In a statement to its website Vera Bradley said that hackers gained access to its payment processing system and installed a malware program that looked for and collected payment card data.
“The program was specifically designed to find track data in the magnetic stripe of a payment card that may contain the card number, cardholder name, expiration date, and internal verification code as the data was being routed through the affected payment systems,” according to the statement.
Bentley said not all cards used during the time its PoS system was compromised are affected. She added that attackers targeted just bank card data and not other personal information, such as account usernames and passwords, birth dates and Social Security numbers.

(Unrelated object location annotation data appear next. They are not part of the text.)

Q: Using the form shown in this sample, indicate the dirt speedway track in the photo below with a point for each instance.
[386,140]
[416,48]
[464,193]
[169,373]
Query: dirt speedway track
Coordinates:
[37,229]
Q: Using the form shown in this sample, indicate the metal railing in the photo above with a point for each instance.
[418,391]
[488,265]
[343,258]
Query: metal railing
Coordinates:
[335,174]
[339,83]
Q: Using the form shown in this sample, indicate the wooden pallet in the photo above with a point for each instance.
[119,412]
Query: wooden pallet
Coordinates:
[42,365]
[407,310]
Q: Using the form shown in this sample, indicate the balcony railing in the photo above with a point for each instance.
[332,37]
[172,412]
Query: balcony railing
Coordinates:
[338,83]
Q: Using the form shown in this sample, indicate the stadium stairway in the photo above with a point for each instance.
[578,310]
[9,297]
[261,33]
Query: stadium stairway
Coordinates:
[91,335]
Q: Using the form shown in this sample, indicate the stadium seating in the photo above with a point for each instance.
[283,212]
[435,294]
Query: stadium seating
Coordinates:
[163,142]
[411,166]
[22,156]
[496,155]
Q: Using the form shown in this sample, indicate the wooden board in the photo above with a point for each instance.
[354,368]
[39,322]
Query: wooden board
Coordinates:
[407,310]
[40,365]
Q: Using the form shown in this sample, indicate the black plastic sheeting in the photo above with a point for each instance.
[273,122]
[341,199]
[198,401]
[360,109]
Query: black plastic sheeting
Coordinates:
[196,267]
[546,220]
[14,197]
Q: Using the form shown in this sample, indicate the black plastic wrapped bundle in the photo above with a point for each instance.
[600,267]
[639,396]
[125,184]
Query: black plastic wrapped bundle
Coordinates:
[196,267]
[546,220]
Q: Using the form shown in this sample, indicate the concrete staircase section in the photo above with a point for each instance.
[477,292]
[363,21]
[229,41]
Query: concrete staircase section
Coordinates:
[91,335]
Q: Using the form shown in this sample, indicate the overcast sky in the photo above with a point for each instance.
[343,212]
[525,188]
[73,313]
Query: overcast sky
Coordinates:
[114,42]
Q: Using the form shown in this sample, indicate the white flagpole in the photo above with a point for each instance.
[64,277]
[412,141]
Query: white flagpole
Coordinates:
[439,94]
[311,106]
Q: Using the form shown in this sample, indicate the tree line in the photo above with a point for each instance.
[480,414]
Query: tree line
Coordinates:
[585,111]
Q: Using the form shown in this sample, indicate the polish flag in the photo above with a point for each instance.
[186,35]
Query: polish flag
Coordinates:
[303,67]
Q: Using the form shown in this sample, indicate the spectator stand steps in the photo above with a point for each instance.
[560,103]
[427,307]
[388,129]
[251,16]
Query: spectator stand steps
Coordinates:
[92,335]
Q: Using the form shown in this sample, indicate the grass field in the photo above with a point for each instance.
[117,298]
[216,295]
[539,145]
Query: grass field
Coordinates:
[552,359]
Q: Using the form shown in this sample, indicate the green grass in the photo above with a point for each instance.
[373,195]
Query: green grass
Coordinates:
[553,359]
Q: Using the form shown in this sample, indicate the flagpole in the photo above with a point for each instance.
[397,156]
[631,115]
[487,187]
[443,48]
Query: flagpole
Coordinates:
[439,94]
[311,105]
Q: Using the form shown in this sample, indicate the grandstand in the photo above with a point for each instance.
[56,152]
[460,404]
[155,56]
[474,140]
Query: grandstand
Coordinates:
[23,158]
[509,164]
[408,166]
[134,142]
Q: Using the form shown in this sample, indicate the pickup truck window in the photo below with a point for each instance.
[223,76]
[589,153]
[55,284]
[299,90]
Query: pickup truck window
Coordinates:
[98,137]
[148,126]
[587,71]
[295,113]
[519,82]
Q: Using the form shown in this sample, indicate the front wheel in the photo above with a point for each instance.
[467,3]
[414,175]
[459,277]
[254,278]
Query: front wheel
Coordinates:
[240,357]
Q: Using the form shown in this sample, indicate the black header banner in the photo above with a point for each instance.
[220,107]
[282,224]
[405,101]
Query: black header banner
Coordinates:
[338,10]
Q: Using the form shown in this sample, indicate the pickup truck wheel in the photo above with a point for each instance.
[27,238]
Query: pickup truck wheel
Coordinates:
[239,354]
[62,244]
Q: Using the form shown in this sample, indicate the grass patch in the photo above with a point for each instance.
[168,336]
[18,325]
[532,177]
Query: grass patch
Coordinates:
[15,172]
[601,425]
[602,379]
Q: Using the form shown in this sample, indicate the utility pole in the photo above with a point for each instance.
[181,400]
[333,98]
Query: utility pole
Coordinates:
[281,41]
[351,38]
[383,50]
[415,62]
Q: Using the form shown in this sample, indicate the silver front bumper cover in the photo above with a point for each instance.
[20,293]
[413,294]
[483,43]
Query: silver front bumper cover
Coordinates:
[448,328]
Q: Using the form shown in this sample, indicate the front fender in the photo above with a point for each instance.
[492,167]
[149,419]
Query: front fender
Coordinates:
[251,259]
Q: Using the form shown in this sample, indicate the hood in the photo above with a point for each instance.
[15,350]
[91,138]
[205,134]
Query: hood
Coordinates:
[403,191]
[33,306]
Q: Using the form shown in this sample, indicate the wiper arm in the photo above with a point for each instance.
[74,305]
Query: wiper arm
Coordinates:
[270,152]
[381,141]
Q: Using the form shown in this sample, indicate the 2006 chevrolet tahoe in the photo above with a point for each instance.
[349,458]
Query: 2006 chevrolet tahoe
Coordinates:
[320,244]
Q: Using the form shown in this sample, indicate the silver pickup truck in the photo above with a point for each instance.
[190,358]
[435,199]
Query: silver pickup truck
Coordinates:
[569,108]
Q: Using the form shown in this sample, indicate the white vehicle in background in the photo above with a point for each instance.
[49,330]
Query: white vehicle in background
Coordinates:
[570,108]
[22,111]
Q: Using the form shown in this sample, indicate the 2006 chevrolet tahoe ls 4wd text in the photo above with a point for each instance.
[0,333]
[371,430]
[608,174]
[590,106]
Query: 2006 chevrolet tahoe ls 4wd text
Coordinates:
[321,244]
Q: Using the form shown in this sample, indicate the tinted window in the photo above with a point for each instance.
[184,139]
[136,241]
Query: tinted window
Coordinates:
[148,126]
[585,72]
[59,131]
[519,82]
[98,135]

Vera Bradley said it was made aware of the cyberattack on Sept. 15 when law enforcement contacted the company regarding a “potential data security issue related to (its) retail store network.” Bentley said Vera Bradley contacted FireEye’s incident response team Mandiant to help mitigate the security breach.
Vera Bradley joins a number of retailers also hit by cyber criminals targeting PoS systems this past year.
In March, fast-food chain Wendy’s disclosed it was a victim of a point-of-sale system attack that installed malware on PoS computers affecting 300 franchise restaurants. In June, both the Hard Rock Hotel and Casino Las Vegas and the Noodles & Company fast food chain announced separate breaches that include unauthorized access to credit card data. In August, Eddie Bauer confirmed a breach of its payment card system in the US and Canada.
Several hotel chains, including Kimpton Hotels and Restaurants – a chain of 62 boutique hotels – and HEI Hotels and Resorts – which counts hotel chains like Westin, Marriott, and Sheraton – announced this summer they’ve been hit by payment card malware.
In August, Oracle was forced to issue a password change on its MICROS point of sale systems. Hackers, allegedly associated with the Carbanak Gang embedded code on the MICROS support site, allowing them to steal usernames and passwords from customers logged in a support website.